Robert Mitchell, "The Transcendental: Deleuze, P. B. Shelley, and the Freedom of Immobility"
This essay highlights the relevance of Deleuze for Romanticists and Romanticism by linking Deleuze's philosophy to a central Romantic-era philosopher, Immanuel Kant, and to one of the more philosophical of the British Romantic poets, Percy Shelley. Deleuze's method of "transcendental deduction" bears on the Kantianism with which scholars of Romanticism are already familiar, but it also highlights a conception of rhythm that is assumed, but not made explicit, in Kant's theory of aesthetic judgment. Deleuze's reading of the role of rhythm in Kant can, in turn, help us to better understand the roles of passivity and temporality in Percy Shelley's writings. Focusing on Shelley's poem “Mont Blanc," Mitchell argues that Deleuze's discussion of the role of rhythm in Kant's philosophy helps us to understand how Shelley connects the thematic content of his poem—namely, the experience of being in the presence of the mountain—with the rhythmic structure of the poem itself. Where in his earlier writings Shelley had implied that poetry produced moral improvement by inculcating in readers a sense of being part of an animated whole, "Mont Blanc" instead employs rhyme to suspend the animation of his readers, which in turn allows readers and listeners to isolate their capacities for sensation.
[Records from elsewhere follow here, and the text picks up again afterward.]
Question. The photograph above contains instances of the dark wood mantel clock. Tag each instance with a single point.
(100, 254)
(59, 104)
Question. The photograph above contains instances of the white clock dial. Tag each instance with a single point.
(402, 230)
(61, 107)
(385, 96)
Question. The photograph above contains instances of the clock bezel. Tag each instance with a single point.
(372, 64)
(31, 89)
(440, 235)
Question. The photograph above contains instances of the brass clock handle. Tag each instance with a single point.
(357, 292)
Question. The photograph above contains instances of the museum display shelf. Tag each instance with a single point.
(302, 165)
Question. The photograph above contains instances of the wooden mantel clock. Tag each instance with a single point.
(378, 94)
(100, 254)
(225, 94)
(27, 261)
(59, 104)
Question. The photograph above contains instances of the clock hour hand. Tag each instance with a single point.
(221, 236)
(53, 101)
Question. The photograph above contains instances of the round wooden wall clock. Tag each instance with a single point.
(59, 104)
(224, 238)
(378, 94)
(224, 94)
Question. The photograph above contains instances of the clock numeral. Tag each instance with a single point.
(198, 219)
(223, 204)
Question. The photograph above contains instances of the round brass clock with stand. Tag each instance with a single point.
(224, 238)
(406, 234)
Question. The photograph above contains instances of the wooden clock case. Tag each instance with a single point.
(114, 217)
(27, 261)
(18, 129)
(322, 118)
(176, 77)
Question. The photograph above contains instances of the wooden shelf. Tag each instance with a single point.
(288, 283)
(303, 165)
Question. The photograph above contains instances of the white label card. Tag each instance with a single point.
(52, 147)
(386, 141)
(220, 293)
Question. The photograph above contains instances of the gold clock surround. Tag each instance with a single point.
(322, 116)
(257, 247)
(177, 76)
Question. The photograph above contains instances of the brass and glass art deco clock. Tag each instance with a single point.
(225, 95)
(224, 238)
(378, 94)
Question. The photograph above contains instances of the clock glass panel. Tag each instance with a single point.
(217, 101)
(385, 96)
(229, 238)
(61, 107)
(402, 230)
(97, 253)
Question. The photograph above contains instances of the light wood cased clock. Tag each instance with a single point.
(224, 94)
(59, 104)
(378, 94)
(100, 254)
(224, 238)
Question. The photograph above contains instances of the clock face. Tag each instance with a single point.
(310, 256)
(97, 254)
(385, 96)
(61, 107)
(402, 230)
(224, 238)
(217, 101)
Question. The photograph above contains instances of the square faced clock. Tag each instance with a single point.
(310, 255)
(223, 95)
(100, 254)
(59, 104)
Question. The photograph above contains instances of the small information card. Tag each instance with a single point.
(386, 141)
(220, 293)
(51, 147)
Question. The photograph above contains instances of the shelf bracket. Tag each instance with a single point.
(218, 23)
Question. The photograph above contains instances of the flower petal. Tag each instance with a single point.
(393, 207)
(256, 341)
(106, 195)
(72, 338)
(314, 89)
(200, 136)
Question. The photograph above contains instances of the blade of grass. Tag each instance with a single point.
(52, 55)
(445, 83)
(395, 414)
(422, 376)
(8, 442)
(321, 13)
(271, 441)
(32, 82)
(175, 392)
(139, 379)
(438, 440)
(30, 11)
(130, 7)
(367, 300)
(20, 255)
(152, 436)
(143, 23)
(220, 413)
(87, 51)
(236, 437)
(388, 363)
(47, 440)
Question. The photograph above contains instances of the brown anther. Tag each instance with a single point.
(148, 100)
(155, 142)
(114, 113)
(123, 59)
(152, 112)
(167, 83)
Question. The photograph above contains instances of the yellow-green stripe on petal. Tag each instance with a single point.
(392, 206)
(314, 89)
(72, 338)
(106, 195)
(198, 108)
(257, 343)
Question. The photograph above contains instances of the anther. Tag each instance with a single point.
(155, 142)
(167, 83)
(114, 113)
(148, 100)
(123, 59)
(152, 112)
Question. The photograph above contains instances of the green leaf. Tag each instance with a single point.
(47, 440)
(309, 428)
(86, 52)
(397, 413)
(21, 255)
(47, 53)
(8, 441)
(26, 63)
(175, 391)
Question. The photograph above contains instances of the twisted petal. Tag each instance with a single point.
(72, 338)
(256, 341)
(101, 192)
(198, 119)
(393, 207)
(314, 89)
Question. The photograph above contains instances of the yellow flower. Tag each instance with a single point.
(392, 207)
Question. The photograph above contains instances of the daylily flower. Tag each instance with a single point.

Ron Broglio, "Wandering in the Landscape with Wordsworth and Deleuze"
I am interested in using Deleuze to "flatten" Romanticism and deflate the humanist subject at its center. In place of the subject, I see the physicality of bodies and effects of environmental forces as significant agents. In a sense, Deleuze gives us a phenomenology but without the privileged interiority of the human subject. The work of Deleuze and Guattari opens the way for reassessing and reassembling bodies and desires outside of social machinery and toward what Paul Youngquist refers to as "monstrosity." From a reconfiguration of language to a revaluation of the (im)proper body, the schizo-stroll produces something that cannot be adequately assessed by the social subject and the moral, religious, and even aesthetic norms of which it is a part.
David Baulch, "Repetition, Representation and Revolution: Deleuze and Blake's America"
The purpose of this paper is to explore specific ways Gilles Deleuze's Difference & Repetition provides a productive critical framework for thinking about revolution in William Blake's America, A Prophecy and, in turn, the way that America's peculiar dramatization of revolution offers a specific political dimension to a Deleuzian ontology. Reading Blake's America in Deleuzean terms suggests an alternative to seeing the poem as either referring exclusively to the material word, or wholly to the idiosyncratic mental world of Blake's vision. The Deleuzean third alternative for a reading of Blake's America foregrounds what is at stake in the representation of revolution as an idea whose meaning is only guaranteed by its external determinations—its difference from something. The Deleuzean point about revolution in America is that such a revolution must be thought outside of its representations to produce the conditions for real historical difference. In this way, I am proposing a third way to think the term "revolution," in Blake's text in keeping with the way Deleuze defines difference and repetition, as the cornerstone of his critique of representation. This paper intends to produce a reading of the poem in which the notorious difficulty of Blake's references are more than cryptic problems to decode and render as something that we recognize, but, instead, a step into what Deleuze calls "an unrecognized and unrecognisable terra incognita" (136). Thus rather than trying to save Blake's text from charges of obscurity by making his text represent something we all understand, the challenge I offer here is to think the kind of destabilization of reference that Blake's text produces as a fundamental philosophical premise upon which meaningful change becomes possible.
David Collings, "Rhyming Sensation in 'Mont Blanc': In Response to Rob Mitchell"
In response to Rob Mitchell, this essay extends his argument regarding the Deleuzean elements of "Mont Blanc" in two key respects. It argues that the poem engages the sublime both on the level of its philosophical content and the mode of its articulation, drawing attention to the level of sensation in philosophical argument through its easily overlooked pattern of irregular rhyme. Poetic articulation is a literary counterpart to sensation as a pre-condition for the experience of the sublime, so that the distinction between poetic language and content can stand in for that between sensation and other faculties. Moreover, by dramatizing the violence of the sublime, which the embodied speaker must at once resist and accept, the poem also foregrounds a non-teleological, unresolved conflict of the faculties. In this respect, the poem anticipates Deleuze's critique of Kant in Difference and Repetition, effectively performing a Deleuzean intervention into the poetics of the sublime.